In a newly released research note, Gartner discusses mobile security best practices as it applies to consumer facing apps. The piece, entitled “Avoiding Mobile App Development Security Pitfalls – March 2016” covers various aspects of the mobile app development landscape in detail, and offers a list of “do’s and dont’s” pertaining to mobile app security best practices. Especially noteworthy is Gartner’s inclusion of consumer-facing apps in the security stream of consciousness. CIOs and agile development teams around the world will soon be reading this fascinating report.
Allow me to provide an interpretation purely from Appdome’s point of view. In large enterprises for the last 15+ years, enterprise apps, servers, network infrastructure, and every other critical element of enterprise computing have typically been secured under an enterprise-wide security mandate. However, in the world of mobility, consumer facing apps have somehow been excluded from the security umbrella, even if those apps have been rolled out by the enterprise and handle highly sensitive data. To this day, this continues to be the Achilles’ heel of enterprise security and mobility. We know it and hackers know it.
After realizing the problem, the first generation of app wrapping techniques were developed – by this company and others. While implementation nuances varied from one vendor to another, the general architectural concept usually involved fairly kludgy attempts at ‘compartmentalizing’ the device and applications such that varying levels of control could be assumed by corporate IT for different ‘slices’ of the mobile environment, especially in BYOD environments. Even in situations where the company owns neither the device nor a majority of the stuff on it, they still need to protect the data flowing through the handful of business apps on that device, due to the fact that these apps usually connect back to sensitive systems in the enterprise. So if an employee-owned device that was also used for business functions is lost or stolen, then Corporate IT could remotely wipe the ‘enterprise portion’ of the phone, but leave untouched the photos from grandma’s big-game hunting trip (highly exaggerated example, but you get the point). Not a good situation from a mobile security best practices standpoint.
Fast forward to the present day, where ‘app-wrapping’ as we’ve previously known it is all but being declared dead. I’ll cover all the reasons WHY in a future blog post, but simply put, it didn’t work. One can make a credible argument that all of the woes of legacy app wrapping could be traced to one single root cause: Implementations required modifications to the application binaries and source code. Long story short: applications broke in unpredictable ways due to hard coded dependencies and lots of them, Dev cycles swelled and QA matrices exploded thanks to SDK conflicts and complex code integrations. User experiences degraded as native apps were no longer native, workflows were changed, clunky interactions were introduced, and security features were bolted-on in Frankensteinian fashion. The list goes on and on, and I don’t even need to mention dagger to the heart of legacy app wrapping with the introduction of iOS-9.
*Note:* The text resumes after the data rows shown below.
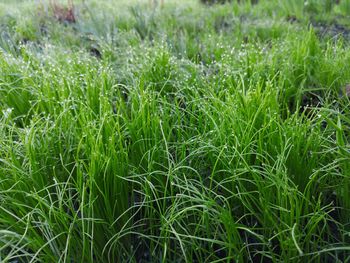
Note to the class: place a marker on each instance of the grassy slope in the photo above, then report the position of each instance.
(190, 133)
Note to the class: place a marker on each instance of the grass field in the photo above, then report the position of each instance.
(187, 133)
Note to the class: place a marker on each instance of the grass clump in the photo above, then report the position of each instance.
(185, 133)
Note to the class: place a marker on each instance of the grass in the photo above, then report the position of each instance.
(190, 133)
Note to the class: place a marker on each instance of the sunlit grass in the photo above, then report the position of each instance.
(186, 133)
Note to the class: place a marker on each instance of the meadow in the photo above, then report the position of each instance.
(183, 133)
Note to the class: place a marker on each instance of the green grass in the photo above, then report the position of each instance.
(187, 133)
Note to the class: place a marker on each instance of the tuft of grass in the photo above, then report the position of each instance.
(191, 133)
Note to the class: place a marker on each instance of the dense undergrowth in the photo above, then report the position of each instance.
(187, 133)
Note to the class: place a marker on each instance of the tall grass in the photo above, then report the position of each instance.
(195, 134)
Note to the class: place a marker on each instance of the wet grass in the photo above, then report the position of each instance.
(190, 133)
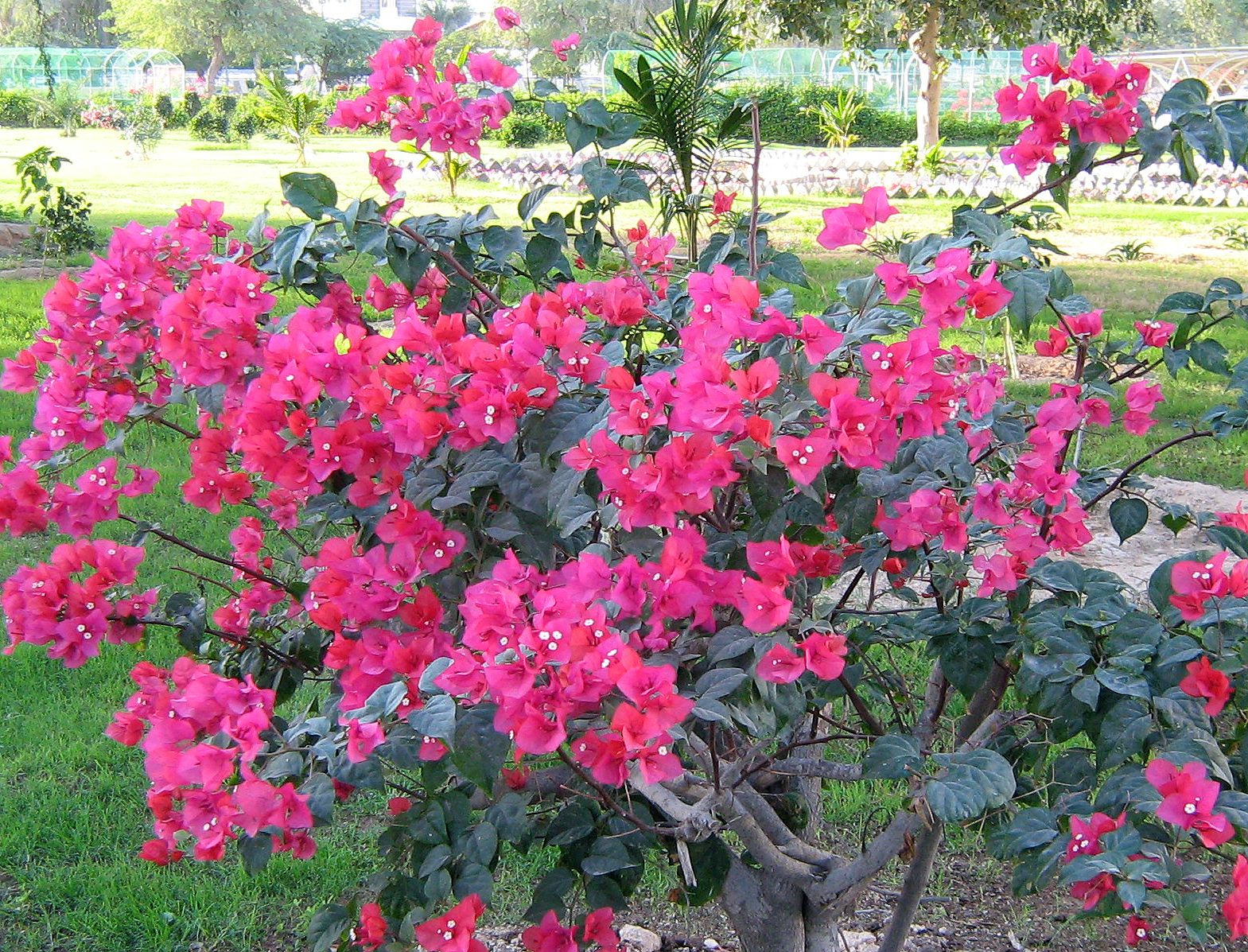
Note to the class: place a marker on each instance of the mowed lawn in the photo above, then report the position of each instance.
(72, 809)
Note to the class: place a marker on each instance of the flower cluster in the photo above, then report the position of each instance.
(1090, 100)
(1197, 583)
(72, 601)
(425, 105)
(199, 732)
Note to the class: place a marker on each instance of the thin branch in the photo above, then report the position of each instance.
(1070, 175)
(202, 554)
(816, 767)
(1152, 454)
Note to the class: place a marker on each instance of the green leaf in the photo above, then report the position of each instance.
(436, 719)
(712, 860)
(482, 845)
(311, 192)
(1129, 515)
(1030, 829)
(289, 247)
(255, 851)
(1122, 734)
(532, 200)
(550, 892)
(894, 756)
(608, 855)
(1028, 289)
(974, 781)
(327, 926)
(574, 822)
(1184, 99)
(475, 879)
(1211, 356)
(480, 750)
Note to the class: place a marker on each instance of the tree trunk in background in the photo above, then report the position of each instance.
(925, 45)
(770, 915)
(215, 64)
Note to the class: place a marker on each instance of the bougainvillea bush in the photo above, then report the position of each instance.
(573, 553)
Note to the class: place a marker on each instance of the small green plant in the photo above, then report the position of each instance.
(212, 121)
(522, 131)
(142, 129)
(1037, 217)
(838, 118)
(64, 216)
(1234, 235)
(935, 160)
(64, 105)
(1129, 251)
(888, 246)
(295, 116)
(931, 162)
(11, 214)
(909, 159)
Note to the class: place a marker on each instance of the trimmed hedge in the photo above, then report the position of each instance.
(17, 110)
(785, 118)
Making Mobile Security Best Practices Easy
So app wrapping has recently been superseded by Fusion – fusing security into existing apps, in a way that does not require the apps to change, and with zero impact on the user experience. Fusion makes it a lot easier to implement your mobile security best practices to all the Android and iOS apps used in the organization.The technology as well as the implementation are far superior for a myriad of reasons:
-No changes to application code…..absolutely zero. Fusing apps can be done in minutes, SDKs can largely be avoided which makes the whole process much easier to implement and far less work to maintain QA testing. Exactly what DevOps teams are looking for! Zero impact on functionality and performance.
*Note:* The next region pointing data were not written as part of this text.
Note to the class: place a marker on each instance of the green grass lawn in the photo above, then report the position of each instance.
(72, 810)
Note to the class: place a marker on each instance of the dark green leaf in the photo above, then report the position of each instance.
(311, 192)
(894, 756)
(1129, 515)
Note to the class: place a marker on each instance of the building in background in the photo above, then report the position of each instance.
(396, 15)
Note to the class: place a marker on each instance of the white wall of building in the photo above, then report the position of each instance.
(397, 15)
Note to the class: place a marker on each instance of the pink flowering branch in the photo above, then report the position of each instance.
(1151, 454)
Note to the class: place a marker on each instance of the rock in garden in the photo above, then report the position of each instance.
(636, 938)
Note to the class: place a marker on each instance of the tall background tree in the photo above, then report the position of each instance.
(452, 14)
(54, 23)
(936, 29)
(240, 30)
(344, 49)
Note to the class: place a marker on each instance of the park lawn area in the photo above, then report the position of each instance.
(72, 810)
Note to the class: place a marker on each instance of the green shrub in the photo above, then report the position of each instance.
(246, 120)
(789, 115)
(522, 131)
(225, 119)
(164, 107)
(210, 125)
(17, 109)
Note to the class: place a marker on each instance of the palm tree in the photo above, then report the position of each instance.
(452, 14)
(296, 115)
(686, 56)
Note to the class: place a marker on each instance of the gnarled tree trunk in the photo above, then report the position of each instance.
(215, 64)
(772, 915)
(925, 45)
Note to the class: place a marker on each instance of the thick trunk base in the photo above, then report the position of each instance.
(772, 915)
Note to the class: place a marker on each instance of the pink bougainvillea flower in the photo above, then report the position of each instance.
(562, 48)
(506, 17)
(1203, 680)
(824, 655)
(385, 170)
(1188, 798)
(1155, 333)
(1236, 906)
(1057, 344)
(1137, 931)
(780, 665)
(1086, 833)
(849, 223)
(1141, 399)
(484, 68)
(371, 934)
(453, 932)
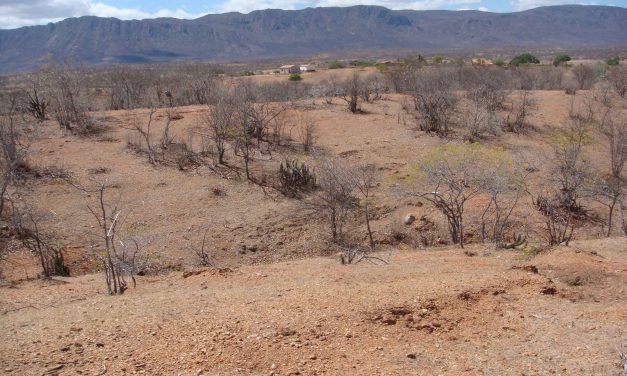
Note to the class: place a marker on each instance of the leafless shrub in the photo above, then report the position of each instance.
(571, 172)
(295, 177)
(68, 99)
(560, 223)
(42, 243)
(335, 197)
(364, 181)
(477, 121)
(584, 75)
(220, 120)
(16, 135)
(126, 86)
(521, 106)
(307, 134)
(37, 104)
(618, 78)
(451, 176)
(352, 90)
(609, 188)
(144, 131)
(201, 253)
(117, 256)
(434, 101)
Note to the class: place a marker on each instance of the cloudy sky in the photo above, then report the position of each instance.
(17, 13)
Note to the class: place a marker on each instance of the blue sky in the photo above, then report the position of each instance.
(16, 13)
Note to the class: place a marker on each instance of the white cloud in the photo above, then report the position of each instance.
(16, 13)
(246, 6)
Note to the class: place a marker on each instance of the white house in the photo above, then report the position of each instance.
(307, 68)
(289, 69)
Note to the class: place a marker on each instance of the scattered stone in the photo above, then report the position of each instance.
(548, 290)
(409, 219)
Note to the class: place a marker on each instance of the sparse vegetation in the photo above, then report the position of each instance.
(525, 58)
(561, 59)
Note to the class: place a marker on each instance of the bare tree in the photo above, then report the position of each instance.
(295, 177)
(584, 75)
(504, 185)
(108, 216)
(560, 223)
(452, 175)
(571, 172)
(365, 181)
(434, 101)
(335, 196)
(201, 253)
(307, 134)
(16, 135)
(243, 135)
(37, 104)
(221, 119)
(618, 78)
(477, 121)
(145, 133)
(516, 120)
(68, 101)
(127, 86)
(609, 188)
(42, 243)
(352, 90)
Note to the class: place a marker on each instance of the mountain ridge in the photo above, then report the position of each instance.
(274, 33)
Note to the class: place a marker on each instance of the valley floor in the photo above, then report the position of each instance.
(425, 313)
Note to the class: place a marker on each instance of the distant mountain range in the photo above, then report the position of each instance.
(278, 33)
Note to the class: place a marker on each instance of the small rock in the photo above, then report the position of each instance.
(409, 219)
(548, 290)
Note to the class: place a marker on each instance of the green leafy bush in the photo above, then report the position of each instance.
(337, 64)
(525, 58)
(560, 59)
(613, 61)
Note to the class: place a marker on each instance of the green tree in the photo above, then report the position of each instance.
(525, 58)
(560, 59)
(613, 61)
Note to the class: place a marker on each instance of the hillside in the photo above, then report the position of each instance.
(278, 33)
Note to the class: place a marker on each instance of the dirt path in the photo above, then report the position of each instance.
(427, 312)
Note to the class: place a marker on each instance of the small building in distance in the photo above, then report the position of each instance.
(307, 68)
(482, 62)
(289, 69)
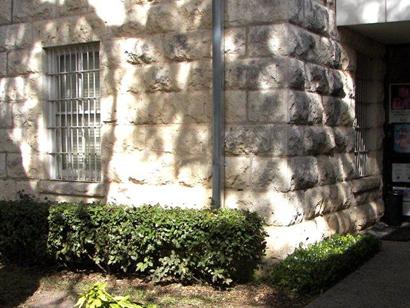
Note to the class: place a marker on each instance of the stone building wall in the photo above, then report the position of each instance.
(290, 109)
(156, 102)
(290, 134)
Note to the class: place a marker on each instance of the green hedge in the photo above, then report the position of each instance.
(319, 266)
(23, 232)
(165, 244)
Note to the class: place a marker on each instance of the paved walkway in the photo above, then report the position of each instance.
(384, 281)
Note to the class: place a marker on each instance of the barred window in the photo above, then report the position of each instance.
(74, 117)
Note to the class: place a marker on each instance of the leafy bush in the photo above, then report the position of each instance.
(319, 266)
(23, 231)
(98, 297)
(166, 244)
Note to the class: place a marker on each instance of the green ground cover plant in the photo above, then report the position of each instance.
(316, 268)
(98, 297)
(24, 232)
(166, 245)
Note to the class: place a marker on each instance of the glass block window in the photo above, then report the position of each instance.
(74, 120)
Fusing apps takes just a few minutes and will not hold back your time to market. In other words the fusion process moves at the speed of mobile.
Appdome is cross-platform and OS agnostic. There are virtually no differences between fusing apps in iOS vs Android and extending to other platforms is far simpler than wrapping.
Zero code integration means developers can enjoy all the features included in a given SDK, but without the need to work directly with the source code.
Previous SDK integration technologies had serious limitations which discouraged developers from protecting consumer facing apps, or just rendered the endeavor simply non-feasible. SDK integrations often imposed sizable impacts on app behavior, including degraded functionality or altered workflows, modified look and feel, even significant performance taxes in some cases. Not to mention limited as well as inconsistent platform support – with different code required for each platform and months of integration time.
Our Fusion technology does all of the above in a seamless process. That’s why Gartner and other industry analysts are noting the change in the app security landscape.
2016 will be the year that consumer facing apps are secured!
We all live by our mobile apps. The times, they are a-changing! The wretched state of mobile app security is about to end. Appdome protects against man-in-the-middle attacks, malware attacks on local data, OS vulnerabilities and compliance breaches.
This breakthrough technology removes the obstacles and excuses standing in the way of securing consumer facing mobile applications. It’s easy and painless to your developers! And it’s good security. After all any security fabric is only as strong as its weakest link.
Here at Appdome, we strongly encourage your DevOps teams, Security Ops groups, CIOs and app Line of Business owners take a serious look at app fusing technologies as a way to create your Mobile Security Best Practices.